Sociologie politique de la santé, Henri Bergeron et Patrick Castel,
L’ouvrage d’Henri Bergeron et de Patrick Castel est une véritable mine d’or pour celles et ceux qui souhaitent découvrir ou redécouvrir notre système de santé en dehors de la vision purement médicale que nous pouvons en avoir.
Bien fournies, les 429 pages de papier bible de l’ouvrage peuvent en rebuter plus d’un. Mais à peine les premiers chapitres entamés que nous nous plongeons dans l’univers de la sociologie politique de la santé. Les paragraphes se parcourent avec une fluidité presque étonnante.

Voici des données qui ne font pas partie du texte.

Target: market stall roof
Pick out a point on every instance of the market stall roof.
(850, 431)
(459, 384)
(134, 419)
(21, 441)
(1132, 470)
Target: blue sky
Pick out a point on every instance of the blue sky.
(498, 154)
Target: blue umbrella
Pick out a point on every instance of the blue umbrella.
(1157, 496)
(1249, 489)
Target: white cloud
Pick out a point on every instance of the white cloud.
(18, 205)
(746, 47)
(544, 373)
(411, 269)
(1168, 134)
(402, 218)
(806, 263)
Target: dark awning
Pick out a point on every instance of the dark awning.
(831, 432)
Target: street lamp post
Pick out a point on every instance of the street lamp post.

Même aux « profanes » de la sociologie (au sens durkheimien du terme) l’approche pédagogique du texte séduit et convainc à se pencher davantage sur les sciences humaines pour éclairer notre vision de médecin.

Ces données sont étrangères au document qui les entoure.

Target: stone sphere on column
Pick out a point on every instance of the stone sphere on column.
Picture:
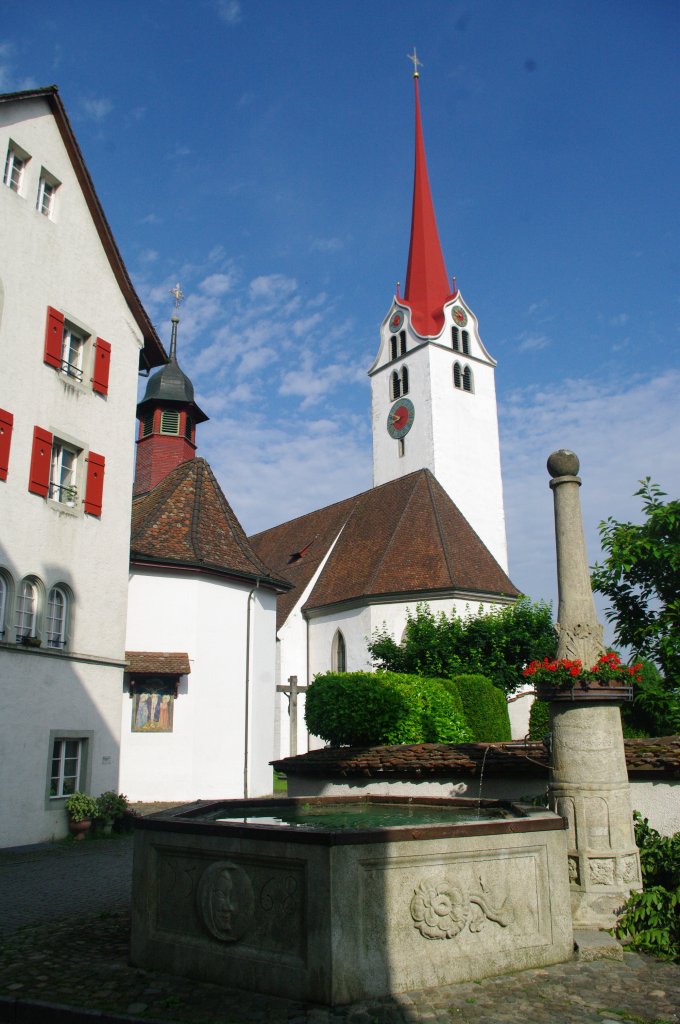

« Sociologie politique de la santé » est un ouvrage complet (parfois trop) permettant d’étayer les réflexions personnelles : quelles ont été les évolutions des systèmes de santé depuis leur création ? Sous quelles impulsions ? Quel rôle y a joué le corps médical ? Et …comment le ‘corps médical’ s’est-il lui-même constitué ?
L’ouvrage est articulé en trois parties pouvant se découvrir indépendamment : les trajectoires des systèmes de santé ; les organisations et les professionnels du soin et enfin les politiques de santé publique.
La première partie sur les trajectoires de santé tente d’expliquer la genèse et la diversité des systèmes de santé en mettant l’accent sur le modèle américain qui paraît si étrange d’un point de vue européen. Il est ici également question des différentes réformes des systèmes de santé, de leur direction commune s’il en est, ainsi que des instruments utilisés par les politiques pour y parvenir.
La deuxième partie s’attache à détailler les professionnels de santé, leur constitution (quelle part de responsabilité de la faculté de médecine dans l’identité médicale ? etc) et leur organisation. Comment expliquer le rôle et le poids des médecins dans les décisions politiques ? Comment cette profession a su faire corps pour gagner sa place dans la société et peser sur les décisions ? Les auteurs soulignent également les fragmentations au sein même de la profession sur différents sujets, et à différentes époques, et notamment lors de la création de la Sécurité sociale. Enfin, l’hôpital est passé à la loupe sociologique tant sur son organisation propre, sur les rôles joués par les différents acteurs que sur la relation thérapeutique – asymétrique et si particulière – entre un médecin et ‘son’ malade.
La troisième et dernière partie aborde les politiques de santé publique. Abordant des sujets pourtant très familiers, l’ouvrage réussit néanmoins à nous les faire redécouvrir en changeant complètement de paradigme : l’épidémiologie et la recherche biomédicale, les causes des inégalités sociales (et politiques) en santé ou encore les instruments de la santé publique. Ce chapitre décortique au passage les différentes « crises sanitaires », « affaires » et autres « scandales » (Médiator®, prothèses PIP®, …) avec une approche détaillée – et un brin caustique – sur les difficultés de notre système de santé.
La conclusion revient sur la problématique initiale – ô combien centrale – de la place que nous accordons à l’État. Face à la crise de l’État-Providence et l’émergence des néo-libéralismes, quelles perspectives d’évolution pour notre protection sociale ?
Alors que les débats autour de la loi de santé déchaînent les passions – souvent au-delà du raisonnable – cet ouvrage permet d’apporter un prisme différent et ainsi de découvrir des réalités tout en nuances et en complexités.
Sociologie politique de la santé, par Henri Bergeron et Patrick Castel. Presses Universitaires de France, 2015, 484 p., 24€.